17 year old Welsh Section A
This horse had been used as a broodmare for the past 8 years of her life where she lived a near feral existence with minimal human interference. She was chronically Laminitic and became unfertile which led her to being rehomed. Little else was known about her management.
This horse arrived at her new home lame on all four feet. It was evident that the pedal bones had rotated and her laminae were torn and stretched. Despite being in pain, she was always full of life – a good candidate for rehabilitation.
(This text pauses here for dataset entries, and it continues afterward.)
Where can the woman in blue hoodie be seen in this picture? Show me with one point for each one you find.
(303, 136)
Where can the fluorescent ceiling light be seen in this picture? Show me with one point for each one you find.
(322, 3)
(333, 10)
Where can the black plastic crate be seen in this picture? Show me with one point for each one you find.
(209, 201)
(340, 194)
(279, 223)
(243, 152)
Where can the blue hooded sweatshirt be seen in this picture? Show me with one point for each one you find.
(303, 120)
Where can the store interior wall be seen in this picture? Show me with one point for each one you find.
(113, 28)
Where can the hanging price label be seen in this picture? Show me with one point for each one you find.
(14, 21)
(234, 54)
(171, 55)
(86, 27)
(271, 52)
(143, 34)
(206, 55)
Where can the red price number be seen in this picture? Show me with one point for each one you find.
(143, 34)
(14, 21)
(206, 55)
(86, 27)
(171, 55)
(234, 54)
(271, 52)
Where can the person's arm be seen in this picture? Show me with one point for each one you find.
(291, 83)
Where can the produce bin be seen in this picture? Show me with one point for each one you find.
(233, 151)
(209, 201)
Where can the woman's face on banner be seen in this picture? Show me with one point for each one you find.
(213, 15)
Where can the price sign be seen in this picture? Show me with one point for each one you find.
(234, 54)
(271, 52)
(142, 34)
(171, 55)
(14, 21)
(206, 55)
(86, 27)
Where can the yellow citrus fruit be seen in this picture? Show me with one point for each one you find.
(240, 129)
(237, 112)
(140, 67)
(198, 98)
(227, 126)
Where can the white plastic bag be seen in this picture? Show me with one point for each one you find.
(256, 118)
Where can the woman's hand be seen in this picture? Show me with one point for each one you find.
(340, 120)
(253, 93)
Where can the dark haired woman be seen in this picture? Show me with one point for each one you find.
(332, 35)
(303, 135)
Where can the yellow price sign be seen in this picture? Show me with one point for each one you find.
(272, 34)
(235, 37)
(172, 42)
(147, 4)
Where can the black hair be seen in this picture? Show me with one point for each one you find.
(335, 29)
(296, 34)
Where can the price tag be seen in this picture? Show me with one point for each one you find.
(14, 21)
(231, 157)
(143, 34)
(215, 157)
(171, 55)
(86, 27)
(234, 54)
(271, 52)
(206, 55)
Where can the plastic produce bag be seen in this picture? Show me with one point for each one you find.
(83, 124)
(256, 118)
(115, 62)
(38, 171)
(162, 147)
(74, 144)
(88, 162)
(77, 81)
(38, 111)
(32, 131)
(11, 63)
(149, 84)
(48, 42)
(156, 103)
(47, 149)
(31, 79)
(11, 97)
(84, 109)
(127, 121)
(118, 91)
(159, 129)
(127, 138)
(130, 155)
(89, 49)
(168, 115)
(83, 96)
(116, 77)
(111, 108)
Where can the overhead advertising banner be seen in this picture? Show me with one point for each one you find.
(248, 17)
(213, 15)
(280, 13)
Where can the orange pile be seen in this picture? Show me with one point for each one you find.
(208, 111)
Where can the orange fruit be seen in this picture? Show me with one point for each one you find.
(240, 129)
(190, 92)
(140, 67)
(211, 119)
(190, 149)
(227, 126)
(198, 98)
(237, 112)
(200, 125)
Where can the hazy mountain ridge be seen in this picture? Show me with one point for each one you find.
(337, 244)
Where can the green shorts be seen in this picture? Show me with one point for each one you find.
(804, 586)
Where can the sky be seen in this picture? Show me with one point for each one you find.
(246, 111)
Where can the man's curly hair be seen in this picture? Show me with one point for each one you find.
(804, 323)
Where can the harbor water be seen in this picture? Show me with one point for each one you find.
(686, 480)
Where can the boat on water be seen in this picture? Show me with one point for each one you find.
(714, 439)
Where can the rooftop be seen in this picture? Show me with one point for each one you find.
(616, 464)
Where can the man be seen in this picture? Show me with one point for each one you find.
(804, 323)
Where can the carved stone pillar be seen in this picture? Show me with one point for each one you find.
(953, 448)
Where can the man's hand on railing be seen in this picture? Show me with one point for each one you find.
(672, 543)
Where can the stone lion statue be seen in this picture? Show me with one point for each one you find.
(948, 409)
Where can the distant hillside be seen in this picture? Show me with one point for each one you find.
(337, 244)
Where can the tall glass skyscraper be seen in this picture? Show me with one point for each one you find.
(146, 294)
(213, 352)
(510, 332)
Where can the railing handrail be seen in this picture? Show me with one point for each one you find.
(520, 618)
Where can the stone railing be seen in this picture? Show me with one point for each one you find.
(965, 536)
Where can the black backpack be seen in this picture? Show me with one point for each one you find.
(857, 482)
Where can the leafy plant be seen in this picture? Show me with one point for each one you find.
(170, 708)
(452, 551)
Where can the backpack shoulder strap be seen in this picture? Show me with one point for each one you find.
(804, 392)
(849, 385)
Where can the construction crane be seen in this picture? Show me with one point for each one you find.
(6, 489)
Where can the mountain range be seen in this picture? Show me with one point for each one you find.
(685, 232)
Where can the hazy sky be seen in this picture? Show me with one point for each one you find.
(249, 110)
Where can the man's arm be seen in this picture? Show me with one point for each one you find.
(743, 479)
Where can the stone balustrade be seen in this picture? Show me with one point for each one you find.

Of utmost importance was to get her comfortable as soon as possible. The horse went onto a deep bed of shavings and on a laminitis friendly diet. This diet consisted of soaked hay, a non-molassed chaff with a well balanced mineral supplement and very limited but frequent fresh vegetation for essential antioxidants. She showed improvement in the next couple of days and, although not perfect, was walking out comfortably within a week. Then we could begin hoof rehabilitation.
Due to not having Radiographs, we were unaware of where the pedal bone was lying within the hoof. With this in mind, the aim was to carefully and gradually remove length and leverage at the toe so that the lamini would repair and grow new hoof horn, at the right angle, from the coronet down. As the damaged hoof horn began to grow out, the hooves were trimmed into balance, concentrating on realigning the pedal bone to the correct angle (roughly 3-5 degrees) inside the hoof capsule.
With careful management and a 4 weekly trim cycle, she had functional, healthy hooves within 6 months.
Laminitis is more often than not, a symptom of another problem within the horse and should always be investigated further. Since this initial Laminitis, this horse was diagnosed with Pituitary Pars Intermedia Dysfunction or PPID (Once known as Cushing’s Disease) which we believed to be the cause of her Chronic Laminitis. The owner chose not to medicate but use alternative medicine to manage the PPID. The laminitis has not returned since.